Hong Kong-listed and headquartered China Merchants Group revealed how to make the best of China’s Belt and Road initiative at a plenary session held at this year’s Asian Logistics and Maritime Conference.

Vice chairman of China Merchants Group, Zhao Huxiang told a packed hall that by being involved in ports, toll roads, shipping, logistics, zone development, real estate and offshore engineering and trade, the company was in a perfect position to take advantage of the wide range of opportunities that were opening up as a result of Belt and Road.

“Unlike in China where the ports are already well developed, ports along the Belt and Road are not,” he said. Mr Zhao said that the company would invest in coastal ports and then add industrial parks and bonded areas. In the last of a third step plan, China Merchants property division would step in to develop the surrounding areas of the ports to establish new port cities.

“We are already investing in a number of ports along the Belt and Road, where the port city concept will be implemented,” he said.
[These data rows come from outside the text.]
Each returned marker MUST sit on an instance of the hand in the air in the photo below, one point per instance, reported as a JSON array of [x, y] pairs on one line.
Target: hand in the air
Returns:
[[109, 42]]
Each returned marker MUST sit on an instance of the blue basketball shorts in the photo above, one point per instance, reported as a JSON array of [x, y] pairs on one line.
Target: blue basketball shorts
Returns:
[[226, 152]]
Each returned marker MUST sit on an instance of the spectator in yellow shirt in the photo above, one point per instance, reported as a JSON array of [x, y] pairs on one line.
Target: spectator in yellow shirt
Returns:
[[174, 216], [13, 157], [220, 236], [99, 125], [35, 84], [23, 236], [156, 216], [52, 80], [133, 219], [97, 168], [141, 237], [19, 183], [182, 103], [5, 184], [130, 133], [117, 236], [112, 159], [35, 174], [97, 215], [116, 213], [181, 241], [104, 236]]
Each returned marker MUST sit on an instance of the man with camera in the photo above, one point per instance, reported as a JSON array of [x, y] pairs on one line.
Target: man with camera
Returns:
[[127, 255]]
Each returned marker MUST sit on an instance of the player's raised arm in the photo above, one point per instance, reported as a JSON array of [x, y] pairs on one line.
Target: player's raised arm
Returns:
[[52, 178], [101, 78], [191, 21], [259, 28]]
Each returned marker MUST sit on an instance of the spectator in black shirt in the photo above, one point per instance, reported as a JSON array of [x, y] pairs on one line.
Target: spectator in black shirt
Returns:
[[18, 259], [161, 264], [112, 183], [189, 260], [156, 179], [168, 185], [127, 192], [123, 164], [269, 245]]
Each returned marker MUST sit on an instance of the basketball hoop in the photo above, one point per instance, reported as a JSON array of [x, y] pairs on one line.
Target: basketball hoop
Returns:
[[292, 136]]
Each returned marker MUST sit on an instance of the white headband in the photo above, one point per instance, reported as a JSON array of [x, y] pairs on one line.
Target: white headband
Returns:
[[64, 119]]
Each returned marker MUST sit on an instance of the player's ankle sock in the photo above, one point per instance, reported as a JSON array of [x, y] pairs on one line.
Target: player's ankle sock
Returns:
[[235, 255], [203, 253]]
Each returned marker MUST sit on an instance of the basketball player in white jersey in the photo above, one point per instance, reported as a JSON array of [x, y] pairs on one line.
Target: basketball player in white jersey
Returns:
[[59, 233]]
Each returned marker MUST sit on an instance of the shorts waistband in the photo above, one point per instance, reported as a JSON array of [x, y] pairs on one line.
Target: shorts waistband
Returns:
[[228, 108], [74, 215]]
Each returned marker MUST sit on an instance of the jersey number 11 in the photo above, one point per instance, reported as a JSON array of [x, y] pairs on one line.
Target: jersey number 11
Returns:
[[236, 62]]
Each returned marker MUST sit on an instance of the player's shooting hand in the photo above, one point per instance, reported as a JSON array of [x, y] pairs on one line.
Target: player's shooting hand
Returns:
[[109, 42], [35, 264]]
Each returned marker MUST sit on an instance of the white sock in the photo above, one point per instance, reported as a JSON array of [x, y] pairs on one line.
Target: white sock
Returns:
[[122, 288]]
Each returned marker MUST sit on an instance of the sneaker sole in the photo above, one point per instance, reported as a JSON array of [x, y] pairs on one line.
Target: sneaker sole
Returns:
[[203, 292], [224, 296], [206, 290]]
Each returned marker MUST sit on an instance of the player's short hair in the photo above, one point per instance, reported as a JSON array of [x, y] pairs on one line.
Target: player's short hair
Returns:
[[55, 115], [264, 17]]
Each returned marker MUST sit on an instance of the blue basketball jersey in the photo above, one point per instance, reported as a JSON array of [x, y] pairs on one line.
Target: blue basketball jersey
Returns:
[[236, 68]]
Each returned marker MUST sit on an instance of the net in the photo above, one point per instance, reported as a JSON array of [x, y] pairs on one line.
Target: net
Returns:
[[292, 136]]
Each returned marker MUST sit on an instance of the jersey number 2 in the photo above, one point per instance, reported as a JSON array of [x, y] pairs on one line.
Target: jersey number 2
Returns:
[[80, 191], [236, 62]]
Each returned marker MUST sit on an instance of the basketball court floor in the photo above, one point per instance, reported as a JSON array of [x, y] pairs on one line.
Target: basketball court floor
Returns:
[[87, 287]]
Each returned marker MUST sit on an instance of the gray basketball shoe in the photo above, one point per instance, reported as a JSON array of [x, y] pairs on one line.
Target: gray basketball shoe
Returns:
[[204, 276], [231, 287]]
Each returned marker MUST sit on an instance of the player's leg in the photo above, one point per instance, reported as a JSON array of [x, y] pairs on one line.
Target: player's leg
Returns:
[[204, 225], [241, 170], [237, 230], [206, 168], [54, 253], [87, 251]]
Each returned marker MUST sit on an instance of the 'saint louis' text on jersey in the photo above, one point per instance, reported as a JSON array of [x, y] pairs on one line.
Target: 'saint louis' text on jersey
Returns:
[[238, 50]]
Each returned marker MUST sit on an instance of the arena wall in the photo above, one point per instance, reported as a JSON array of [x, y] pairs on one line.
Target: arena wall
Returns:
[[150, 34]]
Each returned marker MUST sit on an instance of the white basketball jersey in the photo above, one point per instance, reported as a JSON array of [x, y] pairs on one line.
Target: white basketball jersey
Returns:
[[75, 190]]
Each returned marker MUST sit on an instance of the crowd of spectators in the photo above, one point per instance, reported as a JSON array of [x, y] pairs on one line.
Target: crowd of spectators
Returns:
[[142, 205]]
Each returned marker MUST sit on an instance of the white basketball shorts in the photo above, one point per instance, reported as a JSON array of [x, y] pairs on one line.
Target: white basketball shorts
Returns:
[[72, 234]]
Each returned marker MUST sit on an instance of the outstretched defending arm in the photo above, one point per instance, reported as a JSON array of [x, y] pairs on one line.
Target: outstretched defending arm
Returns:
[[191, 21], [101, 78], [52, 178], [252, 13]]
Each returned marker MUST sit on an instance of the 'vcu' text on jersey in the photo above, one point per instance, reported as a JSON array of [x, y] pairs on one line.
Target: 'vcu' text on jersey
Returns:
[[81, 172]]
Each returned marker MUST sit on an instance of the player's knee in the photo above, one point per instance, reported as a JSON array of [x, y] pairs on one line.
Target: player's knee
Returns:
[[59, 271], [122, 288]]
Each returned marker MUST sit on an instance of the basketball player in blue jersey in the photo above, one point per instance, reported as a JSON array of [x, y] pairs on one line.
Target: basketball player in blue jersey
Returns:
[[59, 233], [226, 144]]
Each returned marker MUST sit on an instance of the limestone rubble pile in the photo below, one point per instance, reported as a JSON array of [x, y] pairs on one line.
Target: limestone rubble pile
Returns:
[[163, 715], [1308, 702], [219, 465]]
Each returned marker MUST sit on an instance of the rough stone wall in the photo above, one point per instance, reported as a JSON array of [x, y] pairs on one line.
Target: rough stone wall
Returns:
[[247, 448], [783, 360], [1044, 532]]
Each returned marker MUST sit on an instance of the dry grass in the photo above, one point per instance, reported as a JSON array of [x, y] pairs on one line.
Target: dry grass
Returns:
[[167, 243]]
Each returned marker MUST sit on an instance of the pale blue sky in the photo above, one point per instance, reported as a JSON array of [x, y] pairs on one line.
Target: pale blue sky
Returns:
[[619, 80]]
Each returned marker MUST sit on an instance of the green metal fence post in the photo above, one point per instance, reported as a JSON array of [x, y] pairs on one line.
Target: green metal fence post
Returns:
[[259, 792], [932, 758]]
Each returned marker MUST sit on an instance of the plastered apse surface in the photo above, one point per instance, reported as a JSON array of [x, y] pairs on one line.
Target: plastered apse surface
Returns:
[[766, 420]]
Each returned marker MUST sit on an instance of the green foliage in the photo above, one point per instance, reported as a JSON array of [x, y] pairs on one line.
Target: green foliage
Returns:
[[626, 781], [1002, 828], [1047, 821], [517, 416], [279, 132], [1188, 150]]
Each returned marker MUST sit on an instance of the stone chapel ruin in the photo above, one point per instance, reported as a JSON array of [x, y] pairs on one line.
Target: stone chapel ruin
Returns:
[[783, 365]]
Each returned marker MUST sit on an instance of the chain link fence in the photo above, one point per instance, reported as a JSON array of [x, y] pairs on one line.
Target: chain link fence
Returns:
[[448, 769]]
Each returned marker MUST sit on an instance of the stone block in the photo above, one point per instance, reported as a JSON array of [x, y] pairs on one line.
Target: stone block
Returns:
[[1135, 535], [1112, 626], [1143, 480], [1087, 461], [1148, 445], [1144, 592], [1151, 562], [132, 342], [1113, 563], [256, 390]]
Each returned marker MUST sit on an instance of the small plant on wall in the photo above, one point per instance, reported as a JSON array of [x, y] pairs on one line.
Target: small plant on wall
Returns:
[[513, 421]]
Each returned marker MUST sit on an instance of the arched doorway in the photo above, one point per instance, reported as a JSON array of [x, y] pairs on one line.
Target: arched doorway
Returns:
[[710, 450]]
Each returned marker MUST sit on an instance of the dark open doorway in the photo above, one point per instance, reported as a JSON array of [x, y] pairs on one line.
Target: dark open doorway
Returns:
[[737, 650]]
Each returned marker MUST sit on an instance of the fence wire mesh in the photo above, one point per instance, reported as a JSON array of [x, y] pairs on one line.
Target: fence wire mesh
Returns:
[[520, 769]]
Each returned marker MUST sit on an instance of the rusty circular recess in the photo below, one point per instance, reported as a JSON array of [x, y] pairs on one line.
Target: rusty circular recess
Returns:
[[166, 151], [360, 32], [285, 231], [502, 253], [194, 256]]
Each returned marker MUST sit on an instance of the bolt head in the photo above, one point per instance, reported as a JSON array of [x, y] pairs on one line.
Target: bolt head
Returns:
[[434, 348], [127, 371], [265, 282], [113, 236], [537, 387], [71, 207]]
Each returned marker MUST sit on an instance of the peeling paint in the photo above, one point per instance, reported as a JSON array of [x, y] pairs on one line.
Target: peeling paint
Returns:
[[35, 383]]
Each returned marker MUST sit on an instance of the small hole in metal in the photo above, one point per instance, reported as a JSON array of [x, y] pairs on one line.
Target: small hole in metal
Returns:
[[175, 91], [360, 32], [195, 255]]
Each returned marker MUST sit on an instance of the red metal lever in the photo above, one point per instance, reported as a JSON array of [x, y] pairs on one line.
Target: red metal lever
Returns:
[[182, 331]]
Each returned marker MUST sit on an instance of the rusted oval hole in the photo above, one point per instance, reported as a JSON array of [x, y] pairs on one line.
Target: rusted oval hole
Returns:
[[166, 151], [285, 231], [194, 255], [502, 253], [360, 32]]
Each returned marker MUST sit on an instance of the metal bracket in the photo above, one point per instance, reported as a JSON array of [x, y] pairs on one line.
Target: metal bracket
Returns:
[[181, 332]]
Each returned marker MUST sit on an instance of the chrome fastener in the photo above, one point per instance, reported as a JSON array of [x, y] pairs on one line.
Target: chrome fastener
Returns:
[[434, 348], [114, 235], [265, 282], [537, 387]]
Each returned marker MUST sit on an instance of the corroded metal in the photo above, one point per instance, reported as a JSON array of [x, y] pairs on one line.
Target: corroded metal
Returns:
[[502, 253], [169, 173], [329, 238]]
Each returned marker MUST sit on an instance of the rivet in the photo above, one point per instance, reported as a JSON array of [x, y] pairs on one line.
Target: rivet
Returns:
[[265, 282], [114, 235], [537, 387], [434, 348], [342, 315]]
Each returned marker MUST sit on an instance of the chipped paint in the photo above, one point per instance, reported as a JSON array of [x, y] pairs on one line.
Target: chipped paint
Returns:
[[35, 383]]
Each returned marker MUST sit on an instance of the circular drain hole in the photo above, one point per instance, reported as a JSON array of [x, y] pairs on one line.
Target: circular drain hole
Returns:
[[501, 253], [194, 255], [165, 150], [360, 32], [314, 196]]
China Merchants intends to invest in at least 10 overseas ports in Russia, Southeast Asia and West Africa. At the same time the recently acquired Sinotrans will connect China Merchants’ ports by rail across Asia and Europe.

DP World’s group chairman, Sultan Ahmed Bin Sulayam, speaking on the same panel, also saw great opportunities on the horizon deriving from Belt and Road, but was concerned that without sufficient funding the project may fall short.

“We believe in China’s One Belt One Road initiative and see huge potential in it, but it is essential that there is a focus on funding, collaboration between nations and innovation for it to be truly successful,” he said.

“The resources required to develop OBOR are vast, with estimates between $2trn and $3trn per year. While government backed financial institutions have been created, there is a need to address the gap between public and private funding.

“At the same time, collaboration is key to harmonise customs processes, develop multimodal connectivity and remove complexities from the global supply chain with policies and procedures that promote cross-border trade and investment.”